Cookie, my little bird-girl, seems to be so bored! I work from home so she's out of the cage for the entire day. We moved in about a month ago and she's still getting used to the house, not 100% comfortable yet, but she's not very active during the day. She has a lot of toys in her cage but doesn't really care about them. Her most active time of day is in the morning right after she wakes up, and she loves exploring the kitchen. Other than that, she's very quiet. Our house is overall very quiet too, no kids, so I'm sure that affects her mood as well. Anything that I can do to keep her more entertained?


----------



## Charlotte (Jun 4, 2014)

Well, there's always trick-training which you could look into, but are you sure she's really bored? What does she do? Murray is also pretty active in the morning, but in the afternoon she just potters about on the desk chewing a few toys and boxes, snoozes on my shoulder and flies to the cage occasionally to bat-wing. I thought that was pretty normal...I wonder what more experienced owners think?


----------



## Jaguar (Jul 11, 2014)

Cockatiels generally don't really run around and play and make a ruckus like some of the other species do. They really like to be involved in what their "flock" (you) is doing, though - I would try to involve her in your everyday activities such as eating together, doing paperwork or chores, watching tv, etc.


----------



## CookieTiel (Feb 6, 2012)

Yes, she likes to get involved in what I do. She eats when I eat, and shreds papers on my desk when I'm doing paperwork. When I'm on the computer, she just sits on my lap and snoozes, though, until she wakes up and asks for scritches. I bought her a nice easter basket and filled it up with paper toys, thinking that maybe she could play with that when I'm on the computer, but she's not that interested.


----------



## Charlotte (Jun 4, 2014)

To be honest, that sounds like Murray! It never crossed my mind that Murray could be bored. 

I'm sure she'll get into the easter basket in time, but they do often take some time to get into new toys.


----------



## CookieTiel (Feb 6, 2012)

Charlotte, maybe it's normal, and maybe I'm overreacting. It's just that my house is so quiet that I'm wondering if Cookie might benefit from higher levels of activity. I also read somewhere that they adjust to the activity level of a house, so it makes sense that she's quiet in a quiet environment. 
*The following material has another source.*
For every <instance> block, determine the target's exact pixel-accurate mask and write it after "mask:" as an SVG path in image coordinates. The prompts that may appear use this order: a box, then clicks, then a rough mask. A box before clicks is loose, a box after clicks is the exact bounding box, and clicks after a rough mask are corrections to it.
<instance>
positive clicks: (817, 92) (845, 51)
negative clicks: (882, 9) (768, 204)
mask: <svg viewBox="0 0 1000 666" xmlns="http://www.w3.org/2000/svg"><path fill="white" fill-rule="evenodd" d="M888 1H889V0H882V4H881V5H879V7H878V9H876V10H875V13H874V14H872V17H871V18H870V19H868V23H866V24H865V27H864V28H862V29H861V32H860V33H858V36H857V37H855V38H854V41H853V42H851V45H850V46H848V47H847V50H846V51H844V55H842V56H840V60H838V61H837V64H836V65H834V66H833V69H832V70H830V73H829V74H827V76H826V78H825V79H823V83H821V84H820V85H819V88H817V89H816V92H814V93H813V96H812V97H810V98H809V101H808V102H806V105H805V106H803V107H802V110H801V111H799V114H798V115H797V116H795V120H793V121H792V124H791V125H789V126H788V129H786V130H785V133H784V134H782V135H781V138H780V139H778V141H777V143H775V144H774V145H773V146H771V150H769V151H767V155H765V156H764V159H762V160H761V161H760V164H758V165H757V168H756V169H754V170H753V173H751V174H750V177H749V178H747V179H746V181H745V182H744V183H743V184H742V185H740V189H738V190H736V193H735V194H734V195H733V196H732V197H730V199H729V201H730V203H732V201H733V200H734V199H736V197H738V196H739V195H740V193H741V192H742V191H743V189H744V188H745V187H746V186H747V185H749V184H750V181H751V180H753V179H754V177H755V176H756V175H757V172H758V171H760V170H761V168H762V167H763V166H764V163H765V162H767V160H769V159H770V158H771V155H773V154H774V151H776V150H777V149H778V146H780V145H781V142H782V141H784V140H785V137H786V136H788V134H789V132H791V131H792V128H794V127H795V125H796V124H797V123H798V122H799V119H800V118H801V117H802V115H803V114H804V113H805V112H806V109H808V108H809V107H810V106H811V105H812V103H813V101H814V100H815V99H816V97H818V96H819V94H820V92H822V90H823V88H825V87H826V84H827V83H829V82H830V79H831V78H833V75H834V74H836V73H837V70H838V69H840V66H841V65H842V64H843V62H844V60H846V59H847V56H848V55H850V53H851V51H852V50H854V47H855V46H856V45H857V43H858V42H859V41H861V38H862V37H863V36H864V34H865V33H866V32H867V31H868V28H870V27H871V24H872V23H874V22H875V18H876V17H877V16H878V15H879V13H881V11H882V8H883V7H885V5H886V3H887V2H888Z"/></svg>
Sometimes she goes through phases:she's very active for about 20 minutes, then snoozes. When she wakes up, she gets super hyper for another 20 minutes, then snoozes to recharge, and it's like that for the whole day!


----------



## phronima (Jan 12, 2015)

My tiels are a bit like that - in the mornings they are super active, they want to be out and paid attention to. 
If I have time they'd be out for an hour or two, after that they want to snack and nap! by late afternoon they would want to be out again until it's bed time

I always thought that's just normal for them .. maybe mine are lazy


----------



## Charlotte (Jun 4, 2014)

CookieTiel said:


> Sometimes she goes through phases:she's very active for about 20 minutes, then snoozes. When she wakes up, she gets super hyper for another 20 minutes, then snoozes to recharge, and it's like that for the whole day!


Yes I noticed that too! Although as Murray has got older, the gaps between naps has got bigger and the hyper/sleepy cycle has levelled out somewhat compared to when she was a baby. Cookie and Murray must have similar lifestyles  I live by myself with Murray too, so they both have a pretty quiet home I suppose.


----------